These numbers need to be broken down further. Because, interestingly, the country is not badly off when it comes to trade in engineering goods — exports totalled $60 billion, while imports were smaller at $53 billion. It is a different story when it comes to chemicals — imports at $36 billion were three times exports of $12 billion. The imbalance was greatest in electronics—imports of $40 billion swamped exports of $6 billion. Two other problem areas are mining, where the import of coal and non-ferrous metals totalled $25 billion, and fertiliser ($8 billion).
It goes without saying that every country has areas of strength and weakness when it comes to trade, and no country can expect to do equally well in everything. Vijay Kelkar argued more than three decades ago that, for whatever reason, India did relatively well in batch-production (like engineering goods) and poorly when it came to continuous-process industries like chemicals. Though companies like Reliance have shown they can do perfectly well when it comes to exporting refined petroleum products, and some speciality chemical companies have notched up export successes, Kelkar’s broad finding has stood the test of time.
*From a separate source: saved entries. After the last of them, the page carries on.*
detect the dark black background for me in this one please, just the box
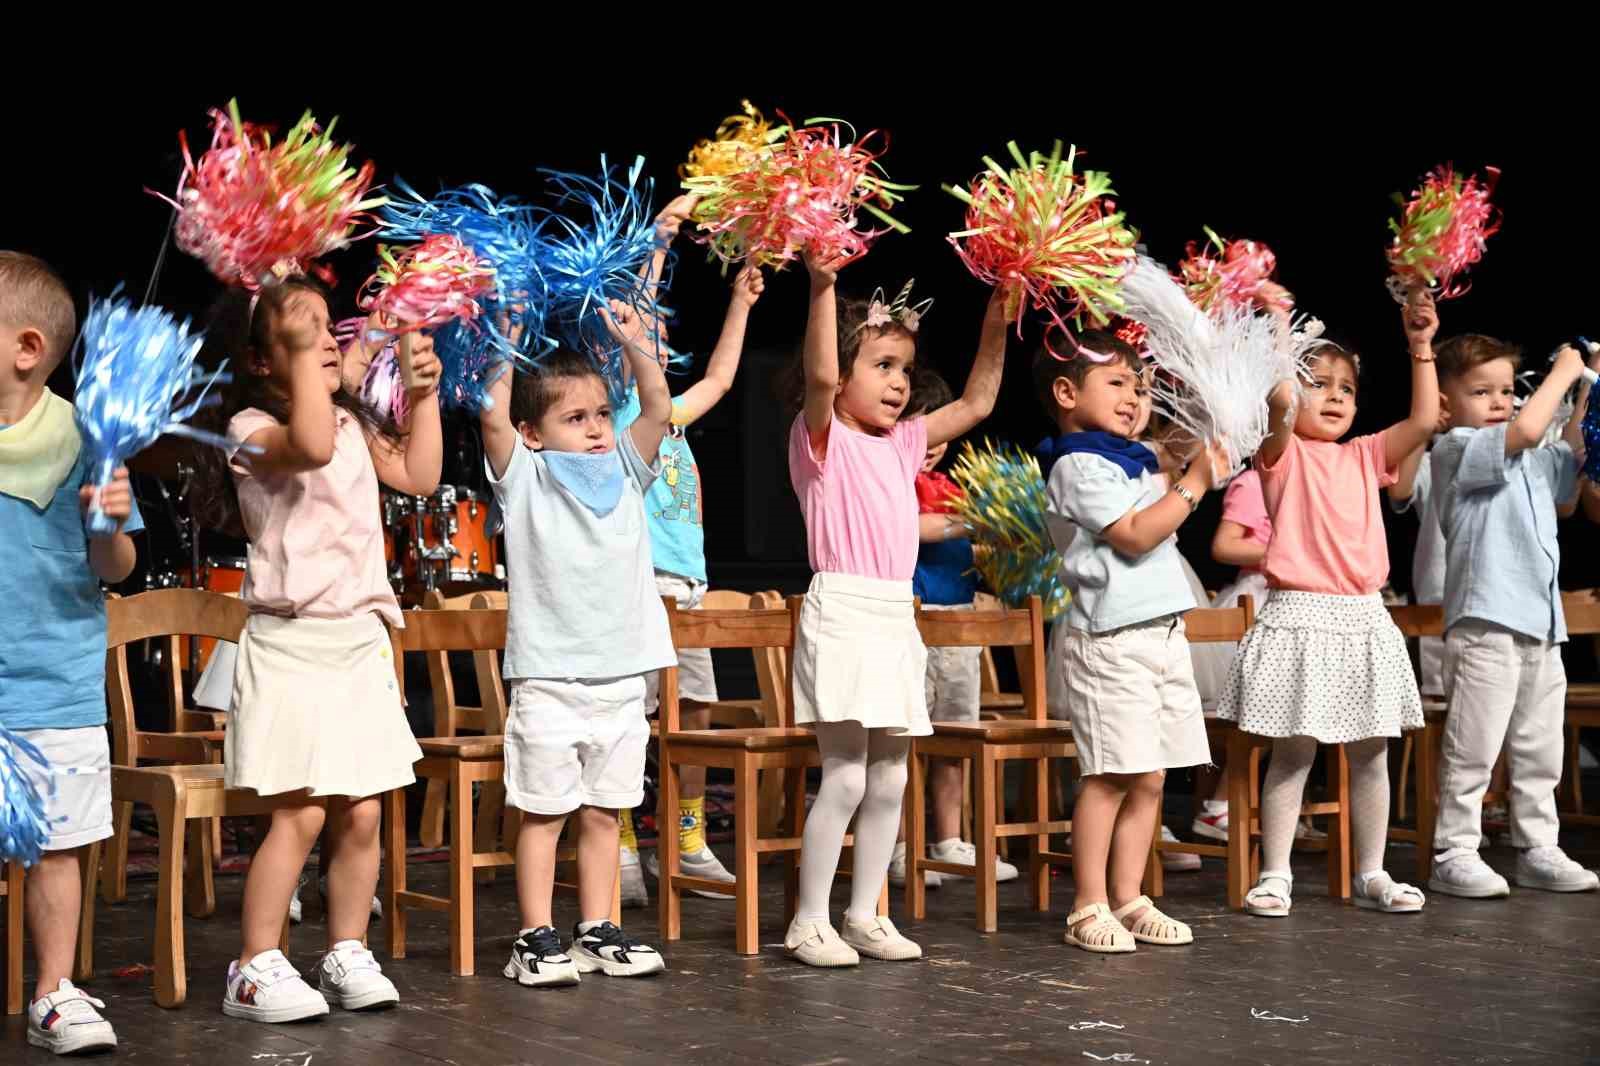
[7,79,1596,601]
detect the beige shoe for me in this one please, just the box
[840,914,923,961]
[784,918,860,968]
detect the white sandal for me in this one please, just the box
[1063,902,1136,953]
[1353,871,1425,913]
[1244,872,1293,918]
[1112,895,1193,945]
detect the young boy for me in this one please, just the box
[1,251,141,1054]
[1038,330,1225,953]
[888,368,1019,889]
[1428,334,1600,898]
[480,302,672,985]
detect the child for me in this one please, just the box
[1,251,140,1054]
[888,368,1019,888]
[1217,291,1441,917]
[1038,331,1226,952]
[481,301,672,986]
[1427,333,1599,897]
[782,253,1010,966]
[1387,411,1450,699]
[614,197,765,904]
[192,277,442,1022]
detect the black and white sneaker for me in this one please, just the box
[569,921,666,978]
[503,926,580,988]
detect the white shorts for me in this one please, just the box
[14,726,113,851]
[643,572,718,712]
[923,603,981,724]
[504,675,650,815]
[1058,617,1211,776]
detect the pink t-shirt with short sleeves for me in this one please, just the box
[229,407,401,626]
[1258,431,1397,596]
[788,411,926,582]
[1221,469,1272,574]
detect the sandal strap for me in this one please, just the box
[1110,895,1154,922]
[1066,902,1113,926]
[1247,875,1293,905]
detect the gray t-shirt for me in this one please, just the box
[487,433,676,680]
[1387,449,1446,604]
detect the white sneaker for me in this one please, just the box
[503,926,580,988]
[929,837,1019,882]
[1429,848,1511,898]
[223,950,330,1023]
[644,845,737,898]
[570,921,666,977]
[840,914,922,961]
[1191,803,1229,842]
[1159,826,1201,871]
[28,979,117,1054]
[1516,846,1600,892]
[620,847,649,908]
[288,884,303,925]
[784,917,859,968]
[319,940,399,1010]
[888,841,943,888]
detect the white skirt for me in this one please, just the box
[793,572,931,736]
[225,613,422,798]
[1216,590,1422,743]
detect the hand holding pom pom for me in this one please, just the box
[1403,288,1440,357]
[731,265,765,310]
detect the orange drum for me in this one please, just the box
[176,557,246,669]
[423,486,499,585]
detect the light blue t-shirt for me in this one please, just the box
[614,385,707,583]
[1,450,144,730]
[1045,450,1196,634]
[1432,423,1576,643]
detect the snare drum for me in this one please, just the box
[422,486,499,585]
[381,491,414,589]
[176,557,246,669]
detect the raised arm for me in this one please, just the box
[369,332,443,495]
[1383,289,1441,468]
[800,251,849,452]
[1512,345,1585,458]
[605,301,672,460]
[924,285,1011,448]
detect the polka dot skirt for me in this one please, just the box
[1215,590,1422,743]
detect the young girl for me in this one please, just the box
[194,278,443,1021]
[783,253,1010,966]
[1216,291,1440,916]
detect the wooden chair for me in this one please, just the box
[656,592,885,955]
[383,605,618,978]
[1145,598,1256,899]
[2,861,19,1014]
[103,589,298,1008]
[906,596,1075,933]
[700,590,775,729]
[1385,605,1448,882]
[1561,590,1600,827]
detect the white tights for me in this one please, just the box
[1259,735,1391,878]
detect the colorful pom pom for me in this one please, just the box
[679,100,788,181]
[1387,165,1501,301]
[1178,228,1293,316]
[73,290,240,535]
[0,725,53,866]
[946,141,1136,337]
[948,440,1069,620]
[684,116,913,271]
[359,235,497,333]
[153,100,386,288]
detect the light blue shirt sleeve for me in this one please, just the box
[1454,424,1512,495]
[1533,440,1578,504]
[1059,454,1144,535]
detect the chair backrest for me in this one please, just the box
[419,589,510,735]
[660,592,797,732]
[916,596,1046,722]
[1561,588,1600,637]
[1387,603,1445,638]
[1182,595,1256,643]
[749,590,789,727]
[700,589,754,612]
[104,589,250,767]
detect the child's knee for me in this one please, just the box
[341,798,381,839]
[277,803,326,840]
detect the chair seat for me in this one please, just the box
[1567,683,1600,710]
[665,726,815,751]
[932,720,1075,743]
[417,736,505,759]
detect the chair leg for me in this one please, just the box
[1225,731,1251,910]
[734,755,760,956]
[658,749,683,944]
[184,817,215,919]
[784,767,807,926]
[154,783,190,1008]
[974,749,999,934]
[420,779,447,850]
[383,786,407,959]
[448,763,475,976]
[1143,805,1164,899]
[74,842,99,983]
[475,781,506,884]
[1416,724,1439,884]
[1029,757,1050,914]
[758,766,785,854]
[1397,734,1413,822]
[5,861,24,1016]
[906,750,927,921]
[1328,744,1352,900]
[1569,723,1585,815]
[101,800,132,904]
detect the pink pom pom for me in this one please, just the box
[1387,165,1501,300]
[1178,229,1293,316]
[358,235,497,332]
[153,100,385,289]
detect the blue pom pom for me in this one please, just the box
[72,289,234,535]
[0,725,54,866]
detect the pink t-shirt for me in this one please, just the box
[788,411,926,582]
[1258,431,1397,596]
[229,407,401,626]
[1221,470,1272,574]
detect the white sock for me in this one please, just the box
[576,919,608,935]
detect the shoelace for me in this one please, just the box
[520,928,566,960]
[580,922,644,953]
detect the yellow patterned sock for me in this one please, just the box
[678,796,706,854]
[618,808,638,854]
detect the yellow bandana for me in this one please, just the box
[0,389,82,508]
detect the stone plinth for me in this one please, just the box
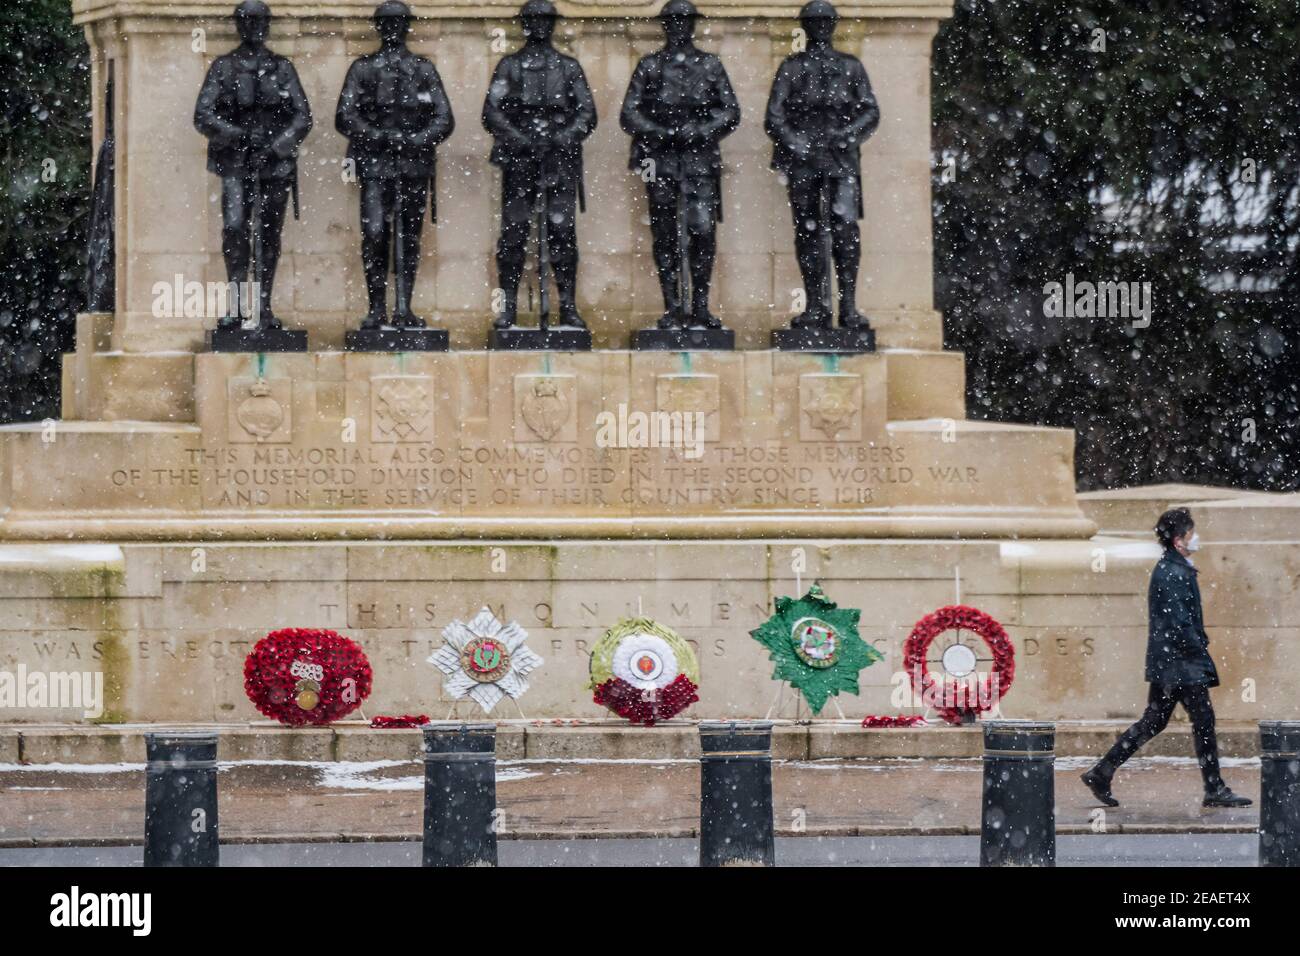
[5,349,1089,540]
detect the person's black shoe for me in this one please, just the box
[1081,768,1119,807]
[1203,786,1252,808]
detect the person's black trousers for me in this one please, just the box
[1096,683,1224,791]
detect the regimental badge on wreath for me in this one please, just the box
[749,583,883,715]
[428,607,543,714]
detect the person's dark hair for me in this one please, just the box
[1155,507,1194,549]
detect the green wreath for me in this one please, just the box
[749,583,882,715]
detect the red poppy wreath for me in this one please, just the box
[902,605,1014,726]
[244,628,373,726]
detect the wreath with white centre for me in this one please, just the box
[588,618,700,726]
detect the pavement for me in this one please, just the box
[0,754,1260,848]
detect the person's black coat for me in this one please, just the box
[1145,548,1219,687]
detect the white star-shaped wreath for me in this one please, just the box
[428,607,543,713]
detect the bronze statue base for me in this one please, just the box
[488,326,592,351]
[344,327,449,352]
[771,325,875,353]
[633,327,735,351]
[207,326,309,353]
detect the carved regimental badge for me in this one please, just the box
[655,373,721,442]
[371,375,434,443]
[799,373,863,442]
[228,377,292,443]
[515,374,575,442]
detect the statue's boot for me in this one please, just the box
[219,277,250,328]
[558,303,588,329]
[392,310,426,329]
[494,295,518,330]
[657,270,684,329]
[556,264,587,329]
[791,307,832,329]
[689,288,722,329]
[359,310,387,331]
[839,309,870,330]
[393,261,425,328]
[258,308,284,331]
[837,272,869,329]
[256,281,283,330]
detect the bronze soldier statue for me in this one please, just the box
[336,1,454,342]
[483,0,597,339]
[194,1,312,338]
[622,0,740,345]
[765,0,879,345]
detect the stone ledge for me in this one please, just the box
[0,720,1266,764]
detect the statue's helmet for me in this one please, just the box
[234,0,271,20]
[374,0,413,19]
[658,0,699,19]
[798,0,838,19]
[518,0,559,19]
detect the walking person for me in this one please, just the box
[1081,508,1252,808]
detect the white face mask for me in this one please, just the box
[1185,532,1201,553]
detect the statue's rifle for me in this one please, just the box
[250,133,265,328]
[535,137,551,331]
[677,152,691,324]
[818,171,834,321]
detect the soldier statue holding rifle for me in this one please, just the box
[194,0,312,347]
[336,1,455,349]
[765,0,879,350]
[621,0,740,349]
[482,0,597,347]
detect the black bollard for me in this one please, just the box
[144,731,219,867]
[422,721,498,867]
[980,720,1055,867]
[1259,720,1300,867]
[698,720,775,867]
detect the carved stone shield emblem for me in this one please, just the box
[228,377,292,443]
[516,375,574,442]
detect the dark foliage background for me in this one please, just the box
[934,0,1300,490]
[0,0,88,423]
[1,0,1298,492]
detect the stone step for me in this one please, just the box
[0,720,1266,765]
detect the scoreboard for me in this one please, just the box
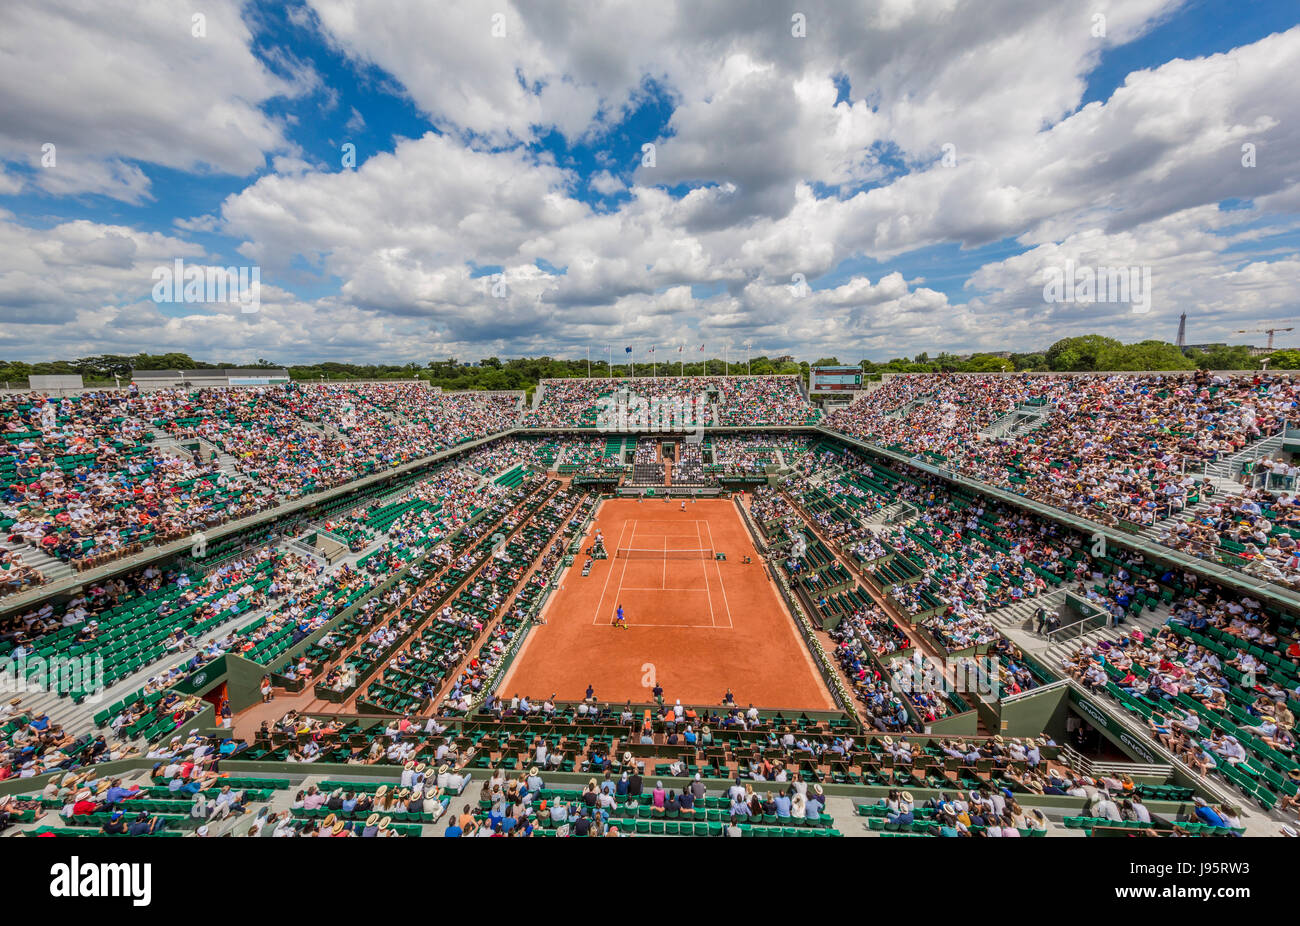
[811,366,863,391]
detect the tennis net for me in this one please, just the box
[614,547,714,560]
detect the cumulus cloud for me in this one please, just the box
[1,1,1298,362]
[0,0,307,201]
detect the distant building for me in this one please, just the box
[132,368,290,390]
[27,374,83,393]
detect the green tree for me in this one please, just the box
[962,354,1014,372]
[1186,345,1257,371]
[1011,353,1049,372]
[1103,340,1195,371]
[1268,349,1300,370]
[1044,335,1123,371]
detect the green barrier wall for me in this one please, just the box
[999,685,1072,741]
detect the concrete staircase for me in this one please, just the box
[978,401,1054,440]
[1204,429,1289,483]
[864,500,915,526]
[987,588,1070,634]
[153,432,255,494]
[0,536,75,584]
[305,525,352,564]
[804,464,844,488]
[885,396,929,420]
[994,591,1172,674]
[1138,475,1244,544]
[173,434,249,484]
[4,605,263,740]
[186,434,277,502]
[277,538,330,569]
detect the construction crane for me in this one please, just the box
[1235,325,1295,351]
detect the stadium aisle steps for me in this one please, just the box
[1137,477,1245,543]
[0,536,75,583]
[15,597,279,740]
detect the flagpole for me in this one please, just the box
[607,344,611,378]
[587,345,590,379]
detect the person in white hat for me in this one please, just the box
[806,784,825,822]
[438,763,470,795]
[808,783,825,811]
[887,791,915,826]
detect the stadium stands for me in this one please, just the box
[523,375,813,429]
[1,373,1295,838]
[0,384,521,595]
[824,371,1300,586]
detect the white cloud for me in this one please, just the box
[588,170,625,196]
[0,0,307,201]
[2,1,1299,363]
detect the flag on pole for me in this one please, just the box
[648,346,655,354]
[677,345,683,353]
[699,344,705,351]
[625,346,632,354]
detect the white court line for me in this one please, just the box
[592,518,631,625]
[704,520,733,628]
[620,622,723,629]
[624,518,705,525]
[695,519,716,627]
[662,536,666,589]
[607,519,637,625]
[619,586,712,592]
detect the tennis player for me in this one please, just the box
[612,603,627,630]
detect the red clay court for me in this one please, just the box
[499,497,835,710]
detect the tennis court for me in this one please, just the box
[498,497,835,709]
[592,516,731,628]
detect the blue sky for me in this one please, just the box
[1,0,1297,363]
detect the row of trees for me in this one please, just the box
[0,353,806,394]
[1,337,1289,392]
[838,336,1286,375]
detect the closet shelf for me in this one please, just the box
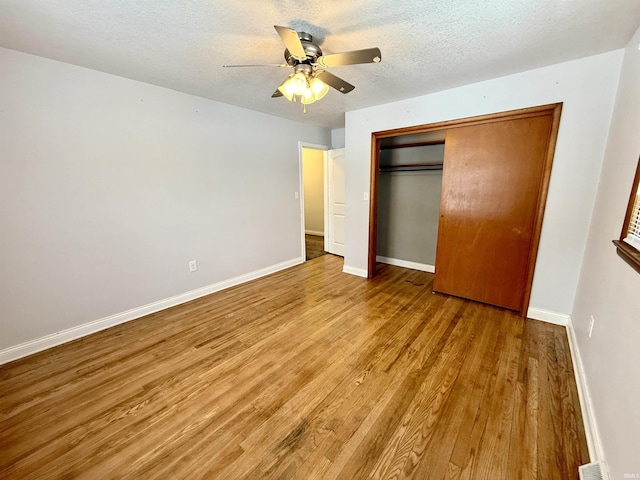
[379,162,444,172]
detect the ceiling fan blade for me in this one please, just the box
[223,63,287,68]
[316,48,381,68]
[316,71,355,94]
[274,25,307,61]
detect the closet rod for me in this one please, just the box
[379,140,445,150]
[379,162,444,173]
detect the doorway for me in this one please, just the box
[302,146,327,260]
[298,142,330,261]
[299,143,345,261]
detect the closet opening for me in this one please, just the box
[376,131,445,274]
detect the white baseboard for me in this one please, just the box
[526,307,570,326]
[376,256,435,273]
[566,317,609,478]
[305,230,324,237]
[0,257,304,365]
[342,265,368,278]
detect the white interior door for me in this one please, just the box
[327,149,345,256]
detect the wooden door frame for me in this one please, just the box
[367,103,563,316]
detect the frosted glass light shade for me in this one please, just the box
[309,78,329,100]
[290,72,308,95]
[278,74,297,101]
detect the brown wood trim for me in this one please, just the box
[373,104,559,140]
[368,134,381,278]
[614,155,640,274]
[613,240,640,274]
[619,156,640,240]
[367,103,563,316]
[519,103,563,316]
[379,140,445,150]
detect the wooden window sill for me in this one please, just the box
[613,239,640,274]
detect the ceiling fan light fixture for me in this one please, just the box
[278,72,328,108]
[278,72,311,101]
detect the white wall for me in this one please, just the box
[344,51,623,314]
[0,47,329,352]
[331,128,345,149]
[572,27,640,479]
[302,148,324,235]
[377,171,442,266]
[377,145,444,266]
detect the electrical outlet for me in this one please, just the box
[294,192,299,199]
[588,315,595,338]
[188,260,197,272]
[364,192,369,201]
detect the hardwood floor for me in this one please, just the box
[305,234,326,261]
[0,255,589,479]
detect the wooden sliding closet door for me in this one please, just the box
[433,113,554,312]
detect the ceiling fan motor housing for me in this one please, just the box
[284,32,322,66]
[293,63,313,76]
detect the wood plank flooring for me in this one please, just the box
[0,255,589,479]
[305,234,327,261]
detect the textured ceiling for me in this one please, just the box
[1,1,639,128]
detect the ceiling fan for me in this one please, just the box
[223,25,382,112]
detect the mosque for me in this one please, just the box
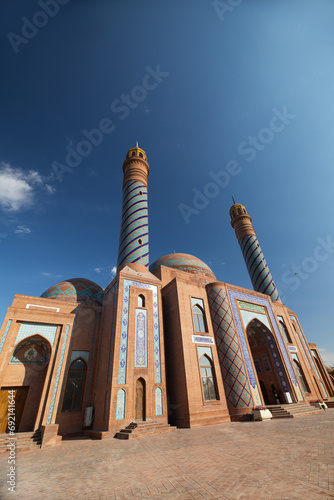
[0,146,333,446]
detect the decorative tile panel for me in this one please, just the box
[47,324,70,424]
[10,336,50,364]
[118,280,161,384]
[15,322,58,346]
[107,284,118,384]
[288,346,298,353]
[135,309,147,367]
[0,320,12,354]
[155,387,163,416]
[208,286,253,409]
[192,335,214,345]
[238,301,266,313]
[116,389,125,420]
[229,290,299,401]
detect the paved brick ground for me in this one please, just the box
[0,412,334,499]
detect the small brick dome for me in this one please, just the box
[41,278,103,304]
[149,253,216,281]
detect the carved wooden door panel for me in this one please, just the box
[0,387,29,433]
[135,379,145,421]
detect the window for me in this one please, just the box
[138,294,145,307]
[291,354,310,393]
[200,355,217,401]
[277,317,292,343]
[192,304,207,333]
[62,358,87,411]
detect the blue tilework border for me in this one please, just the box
[228,290,298,389]
[47,324,70,424]
[0,320,12,354]
[118,280,161,384]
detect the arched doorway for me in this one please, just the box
[0,335,51,432]
[135,378,146,421]
[247,319,292,406]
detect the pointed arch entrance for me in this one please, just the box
[246,319,292,406]
[0,335,51,433]
[135,378,146,421]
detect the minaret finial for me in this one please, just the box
[136,141,138,147]
[232,196,236,205]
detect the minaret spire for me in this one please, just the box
[229,202,280,302]
[117,146,150,269]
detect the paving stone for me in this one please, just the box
[0,412,334,499]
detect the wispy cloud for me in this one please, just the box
[40,272,63,279]
[0,162,55,212]
[14,225,31,236]
[318,349,334,367]
[94,266,117,278]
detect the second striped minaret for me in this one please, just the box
[230,203,280,302]
[117,146,149,268]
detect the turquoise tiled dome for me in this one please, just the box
[150,253,216,281]
[41,278,103,304]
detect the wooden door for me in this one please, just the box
[0,387,29,433]
[135,378,145,421]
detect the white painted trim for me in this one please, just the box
[26,304,60,312]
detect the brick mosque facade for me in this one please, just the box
[0,146,333,446]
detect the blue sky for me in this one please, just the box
[1,0,333,365]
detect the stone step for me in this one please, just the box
[266,403,323,419]
[0,431,41,453]
[326,401,334,408]
[115,421,177,440]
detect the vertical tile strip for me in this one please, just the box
[116,389,125,420]
[47,325,70,424]
[0,320,12,354]
[118,280,130,384]
[155,387,163,416]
Beyond these, the issue to examine is the role of government policy. It is well understood that the exports of yarn, textiles and garments could have been very much more than the $32 billion achieved in 2015-16. One of the factors that have stood in the way is labour policy, which is now being addressed in phases. Similarly, when it comes to the growing reliance on imported fertiliser, one of the manifest causes is government policy; there has been virtually no investment in the sector for a decade or more. In the energy sector, when Cairn claims that it can account for half the country’s production of oil, or when coal imports are growing, the question has to be asked whether preference for the public sector is standing in the way of increasing domestic output. As for the large imports of non-ferrous metals, the issue is that conflicts over environmental issues have not been resolved satisfactorily; the consequence is that investment in the mining sector has suffered. The short point is that more effective promotion of domestic manufacturing and mining could significantly reduce the trade deficit in key sectors.